Ce qui suscite l’inquiétude, c’est tout à la fois l’impression d’une dynamique d’affirmation de soi de l’islam parfois sur un mode littéraliste (ou prétendu tel) et hostile aux perspectives libérales d’égalisation des conditions entre homme et femme, l’existence, dans le Proche et le Moyen Orient, de courants islamistes – eux-mêmes très divers – parfois en situation politiquement majoritaire, le rôle de pays se posant comme « Républiques islamiques » (Iran, Soudan) ou comme foyers de diffusion d’un islam intégriste (Arabie saoudite), enfin le développement d’un terrorisme se réclamant du djihad et d’une idéologie haineuse à l’encontre des « Juifs et de l’Occident croisé ». Prétendre que ces phénomènes ne concernent en rien la laïcité est, à l’évidence, une manière de fuir la réalité : d’une part, le rejet de la laïcité et plus généralement du « sécularisme » moderne est partie prenante de l’islamisme, d’autre part, la circulation des personnes , des idées et des motifs de propagande interdisent de penser que ces phénomènes n’ont pas d’effets transnationaux et donc également nationaux.
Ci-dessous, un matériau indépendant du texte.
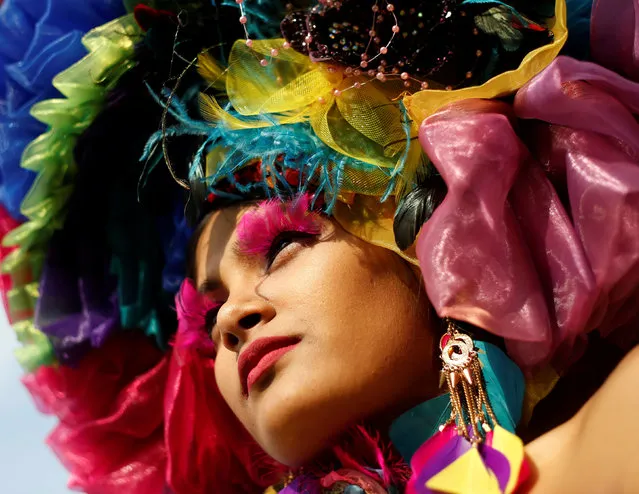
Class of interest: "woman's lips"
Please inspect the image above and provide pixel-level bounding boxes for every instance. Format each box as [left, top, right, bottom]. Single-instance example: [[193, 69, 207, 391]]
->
[[237, 336, 300, 396]]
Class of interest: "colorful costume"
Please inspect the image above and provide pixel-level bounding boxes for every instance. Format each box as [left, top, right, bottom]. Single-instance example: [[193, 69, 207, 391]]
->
[[0, 0, 639, 494]]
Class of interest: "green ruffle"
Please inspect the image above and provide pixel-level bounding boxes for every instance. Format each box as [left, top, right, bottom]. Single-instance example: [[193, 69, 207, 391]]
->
[[2, 15, 142, 371]]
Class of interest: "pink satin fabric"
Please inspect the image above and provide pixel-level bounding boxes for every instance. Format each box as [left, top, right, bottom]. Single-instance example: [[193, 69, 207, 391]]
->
[[417, 1, 639, 369]]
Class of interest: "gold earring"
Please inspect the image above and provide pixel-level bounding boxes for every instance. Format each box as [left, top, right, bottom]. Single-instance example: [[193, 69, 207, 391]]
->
[[439, 319, 498, 445]]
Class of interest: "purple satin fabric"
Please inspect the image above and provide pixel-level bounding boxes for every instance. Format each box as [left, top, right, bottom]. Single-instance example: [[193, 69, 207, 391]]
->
[[417, 0, 639, 368]]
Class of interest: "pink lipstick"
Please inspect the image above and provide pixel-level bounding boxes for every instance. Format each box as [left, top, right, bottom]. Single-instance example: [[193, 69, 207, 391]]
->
[[237, 336, 300, 396]]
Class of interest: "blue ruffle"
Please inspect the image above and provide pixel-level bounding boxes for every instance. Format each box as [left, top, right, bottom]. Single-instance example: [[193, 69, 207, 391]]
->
[[0, 0, 125, 219]]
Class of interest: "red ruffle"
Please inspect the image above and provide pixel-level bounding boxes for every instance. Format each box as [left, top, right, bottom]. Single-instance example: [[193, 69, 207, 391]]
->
[[23, 333, 169, 494]]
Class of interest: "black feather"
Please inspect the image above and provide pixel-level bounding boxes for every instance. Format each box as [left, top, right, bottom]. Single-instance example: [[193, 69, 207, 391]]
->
[[393, 173, 447, 250]]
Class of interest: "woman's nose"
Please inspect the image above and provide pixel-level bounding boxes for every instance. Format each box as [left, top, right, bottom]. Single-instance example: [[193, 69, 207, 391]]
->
[[217, 299, 275, 353]]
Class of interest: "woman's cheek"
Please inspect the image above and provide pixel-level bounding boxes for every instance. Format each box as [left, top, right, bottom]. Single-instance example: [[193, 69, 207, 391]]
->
[[215, 347, 242, 415]]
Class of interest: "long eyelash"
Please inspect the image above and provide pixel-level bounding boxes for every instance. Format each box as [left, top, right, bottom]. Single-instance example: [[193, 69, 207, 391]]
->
[[173, 279, 221, 355], [237, 194, 322, 257], [264, 230, 316, 268]]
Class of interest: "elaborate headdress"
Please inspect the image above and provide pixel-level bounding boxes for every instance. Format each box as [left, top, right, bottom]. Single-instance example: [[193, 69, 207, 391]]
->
[[0, 0, 639, 494]]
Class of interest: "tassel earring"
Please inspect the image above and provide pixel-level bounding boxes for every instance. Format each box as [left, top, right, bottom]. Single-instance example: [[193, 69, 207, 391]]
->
[[406, 320, 530, 494], [439, 320, 498, 445]]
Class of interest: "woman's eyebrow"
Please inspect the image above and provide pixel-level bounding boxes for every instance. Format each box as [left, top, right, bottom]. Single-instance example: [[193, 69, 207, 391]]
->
[[197, 278, 222, 293], [197, 239, 255, 293]]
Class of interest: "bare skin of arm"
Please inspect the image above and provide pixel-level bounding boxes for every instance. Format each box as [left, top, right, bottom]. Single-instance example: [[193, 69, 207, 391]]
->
[[523, 347, 639, 494]]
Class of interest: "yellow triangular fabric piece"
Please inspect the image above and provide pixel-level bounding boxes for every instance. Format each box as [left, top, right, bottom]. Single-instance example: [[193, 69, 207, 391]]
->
[[426, 448, 501, 494], [492, 425, 524, 494]]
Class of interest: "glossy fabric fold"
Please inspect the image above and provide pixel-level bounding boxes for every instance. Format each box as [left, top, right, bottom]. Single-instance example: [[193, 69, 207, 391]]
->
[[417, 53, 639, 368]]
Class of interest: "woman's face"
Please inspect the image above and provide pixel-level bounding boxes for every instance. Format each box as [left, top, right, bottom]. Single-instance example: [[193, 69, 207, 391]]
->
[[195, 202, 437, 466]]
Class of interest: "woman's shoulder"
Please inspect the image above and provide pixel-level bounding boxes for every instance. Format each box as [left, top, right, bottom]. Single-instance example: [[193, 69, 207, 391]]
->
[[524, 346, 639, 494]]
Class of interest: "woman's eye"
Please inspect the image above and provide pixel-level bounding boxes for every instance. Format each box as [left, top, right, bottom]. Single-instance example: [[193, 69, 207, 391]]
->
[[266, 231, 317, 269]]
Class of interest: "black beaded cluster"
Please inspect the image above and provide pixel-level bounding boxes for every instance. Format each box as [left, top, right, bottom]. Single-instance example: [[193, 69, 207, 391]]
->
[[281, 0, 552, 89]]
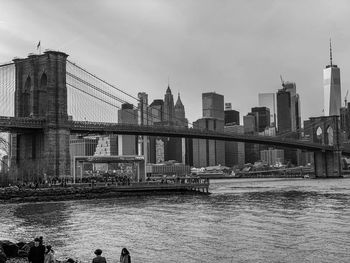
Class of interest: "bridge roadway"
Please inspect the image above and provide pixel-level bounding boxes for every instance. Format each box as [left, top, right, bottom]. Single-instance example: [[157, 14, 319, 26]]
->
[[0, 116, 344, 155]]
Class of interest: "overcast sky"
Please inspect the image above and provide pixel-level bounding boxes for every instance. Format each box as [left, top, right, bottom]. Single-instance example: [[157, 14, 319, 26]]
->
[[0, 0, 350, 124]]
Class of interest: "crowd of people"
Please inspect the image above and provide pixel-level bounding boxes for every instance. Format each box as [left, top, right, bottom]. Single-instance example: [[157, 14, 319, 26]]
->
[[28, 237, 131, 263]]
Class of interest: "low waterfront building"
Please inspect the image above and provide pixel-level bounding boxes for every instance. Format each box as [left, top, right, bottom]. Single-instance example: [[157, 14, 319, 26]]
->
[[260, 148, 284, 165], [146, 161, 191, 176]]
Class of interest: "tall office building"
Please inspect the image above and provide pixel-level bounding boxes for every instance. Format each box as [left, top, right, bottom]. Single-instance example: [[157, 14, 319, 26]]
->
[[323, 39, 341, 116], [137, 92, 150, 125], [277, 82, 301, 134], [174, 93, 188, 127], [118, 103, 139, 155], [252, 107, 270, 132], [192, 118, 225, 167], [259, 93, 277, 127], [224, 103, 239, 125], [224, 125, 245, 167], [202, 92, 225, 120], [277, 82, 301, 165]]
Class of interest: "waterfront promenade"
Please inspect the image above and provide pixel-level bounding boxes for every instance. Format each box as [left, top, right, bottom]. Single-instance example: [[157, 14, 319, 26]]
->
[[0, 179, 350, 263], [0, 177, 209, 202]]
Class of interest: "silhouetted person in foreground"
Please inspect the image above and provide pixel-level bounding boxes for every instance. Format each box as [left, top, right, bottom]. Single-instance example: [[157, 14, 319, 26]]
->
[[28, 238, 45, 263], [120, 248, 131, 263], [92, 248, 107, 263]]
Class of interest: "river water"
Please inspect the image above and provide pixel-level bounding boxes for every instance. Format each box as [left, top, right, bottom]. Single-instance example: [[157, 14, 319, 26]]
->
[[0, 179, 350, 263]]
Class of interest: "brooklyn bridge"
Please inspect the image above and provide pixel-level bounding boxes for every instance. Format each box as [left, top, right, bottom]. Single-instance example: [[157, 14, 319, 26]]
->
[[0, 51, 350, 180]]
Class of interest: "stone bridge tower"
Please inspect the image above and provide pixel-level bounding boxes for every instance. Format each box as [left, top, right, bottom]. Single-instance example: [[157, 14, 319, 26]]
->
[[11, 51, 70, 180], [310, 116, 342, 178]]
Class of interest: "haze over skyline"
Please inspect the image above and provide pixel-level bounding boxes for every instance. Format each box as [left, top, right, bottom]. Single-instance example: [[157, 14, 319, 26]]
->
[[0, 0, 350, 122]]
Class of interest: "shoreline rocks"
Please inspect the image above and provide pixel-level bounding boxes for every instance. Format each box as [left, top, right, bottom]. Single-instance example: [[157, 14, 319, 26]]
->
[[0, 185, 202, 204], [0, 240, 76, 263]]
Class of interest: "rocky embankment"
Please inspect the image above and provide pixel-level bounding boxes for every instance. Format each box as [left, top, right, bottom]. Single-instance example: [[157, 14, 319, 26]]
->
[[0, 240, 34, 263], [0, 240, 71, 263], [0, 184, 200, 203], [0, 186, 142, 202]]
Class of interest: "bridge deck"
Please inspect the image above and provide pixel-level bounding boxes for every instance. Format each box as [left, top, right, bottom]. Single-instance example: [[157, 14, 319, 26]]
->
[[0, 116, 342, 154]]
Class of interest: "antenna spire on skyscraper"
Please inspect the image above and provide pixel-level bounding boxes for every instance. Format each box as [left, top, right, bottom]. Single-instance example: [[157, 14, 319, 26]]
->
[[329, 38, 333, 66]]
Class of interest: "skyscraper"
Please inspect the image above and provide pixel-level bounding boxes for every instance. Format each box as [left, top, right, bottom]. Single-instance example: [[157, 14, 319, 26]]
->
[[163, 86, 175, 123], [174, 93, 188, 127], [118, 103, 139, 155], [252, 107, 270, 132], [202, 92, 225, 120], [224, 103, 239, 125], [259, 93, 277, 127], [323, 39, 341, 116], [277, 82, 301, 134]]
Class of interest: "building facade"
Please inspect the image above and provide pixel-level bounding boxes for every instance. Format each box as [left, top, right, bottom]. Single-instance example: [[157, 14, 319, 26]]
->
[[323, 41, 341, 116], [224, 125, 245, 167], [277, 82, 301, 134], [202, 92, 225, 121], [260, 148, 284, 165], [252, 107, 270, 132], [192, 118, 225, 167], [118, 103, 139, 155], [259, 93, 277, 127]]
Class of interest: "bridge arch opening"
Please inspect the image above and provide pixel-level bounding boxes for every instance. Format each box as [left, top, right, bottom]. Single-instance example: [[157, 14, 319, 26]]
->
[[325, 126, 334, 145], [315, 126, 323, 143], [22, 76, 32, 117], [36, 72, 48, 116]]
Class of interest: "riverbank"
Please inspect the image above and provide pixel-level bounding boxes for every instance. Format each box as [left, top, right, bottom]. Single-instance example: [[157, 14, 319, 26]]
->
[[0, 182, 209, 203], [0, 240, 75, 263]]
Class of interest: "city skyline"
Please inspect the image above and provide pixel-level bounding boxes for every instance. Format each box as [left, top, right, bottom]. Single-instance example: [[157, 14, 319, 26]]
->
[[0, 1, 350, 122]]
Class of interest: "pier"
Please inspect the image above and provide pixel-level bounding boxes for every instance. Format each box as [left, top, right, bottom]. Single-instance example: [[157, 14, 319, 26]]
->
[[0, 177, 209, 202]]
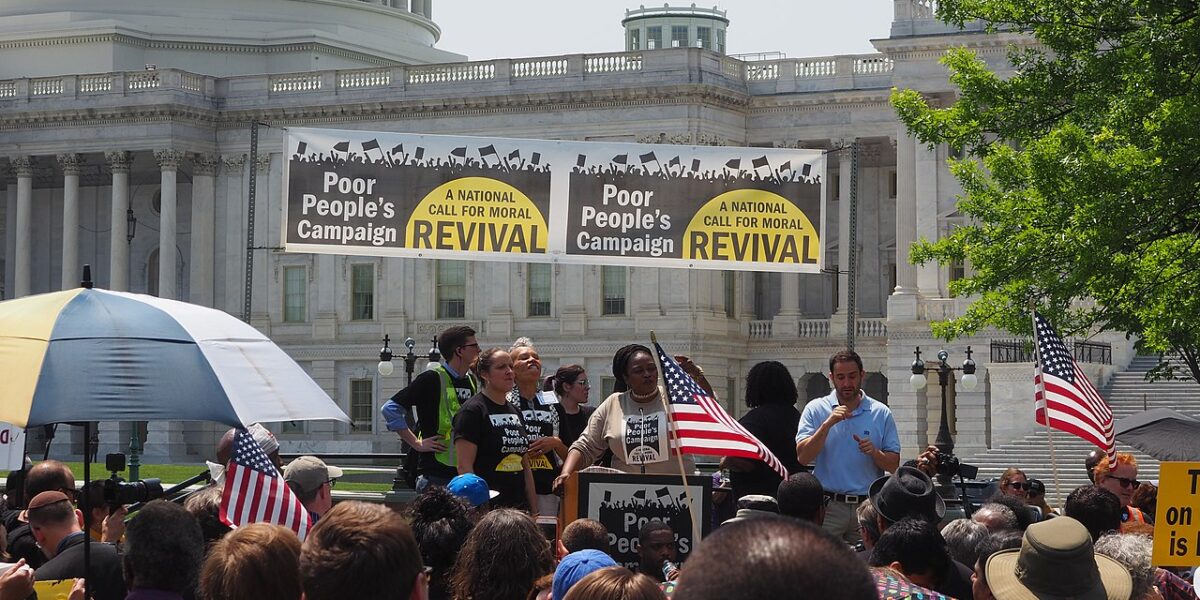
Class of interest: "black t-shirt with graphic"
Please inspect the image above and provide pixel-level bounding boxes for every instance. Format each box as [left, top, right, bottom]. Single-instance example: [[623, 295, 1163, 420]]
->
[[454, 394, 529, 510], [558, 404, 596, 448], [517, 395, 563, 494]]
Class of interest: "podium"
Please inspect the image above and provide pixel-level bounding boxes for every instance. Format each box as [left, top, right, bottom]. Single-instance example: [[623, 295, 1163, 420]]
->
[[559, 470, 713, 569]]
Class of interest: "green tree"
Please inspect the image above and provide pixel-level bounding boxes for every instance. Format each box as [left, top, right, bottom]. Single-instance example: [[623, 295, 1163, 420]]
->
[[892, 0, 1200, 380]]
Mais inversement, constituer ces phénomènes en prisme exclusif pour interpréter « l’islam au quotidien » en France est aussi erroné que dangereux, nourrissant une culture du soupçon et de l’hostilité à l’encontre de l’islam en général. La tâche des partis démocratiques, qui devraient être attachés à la fois à la  défense de la laïcité et au refus de la stigmatisation à relents xénophobes d’une minorité confessionnelle, est donc délicate, complexe, exigeante. Cette tâche ne peut suivre que le cap suivant : affirmer la laïcité sans rien concéder sur sa rigueur (concessions qui peuvent procéder de convictions sur le rôle indépassable des religions dans la vie sociale aussi bien que d’une mauvaise conscience post-coloniale ou d’un anti-racisme mal compris), mais sans la dévoyer, sans la redéfinir sur un mode « identitaire » anti-musulman (ce qui reviendrait en outre à la trahir en abandonnant son exigence axiale de neutralité). La gauche est sans doute tendanciellement guettée par le premier risque, la droite par le second. Mais à suivre la campagne des principaux candidats, il me semble que Jean-Luc Mélenchon, François Hollande et François Bayrou sont parvenus à tenir ce cap. En revanche, passé de la « laïcité positive » à la polémique artificielle sur la viande halal, Nicolas Sarkozy est tombé de Charybde en Scylla.

 

Jean-Claude Monod

Jean-Claude Monod est chercheur au CNRS (Archives Husserl) et enseigne à l’École Normale Supérieure (Ulm). Ses travaux portent principalement sur la philosophie allemande post-hégélienne et la philosophie politique, en particulier sur la question des rapports entre politique, religion et modernité. Il a publié notamment La Querelle de la sécularisation, de Hegel à Blumenberg (Vrin, 2002), Penser l’ennemi, affronter l’exception. Réflexions critiques sur l’actualité de Carl Schmitt (La Découverte, 2007), Hans Blumenberg (Belin, « Voix allemandes », 2007), Sécularisation et laïcité (PUF, 2007).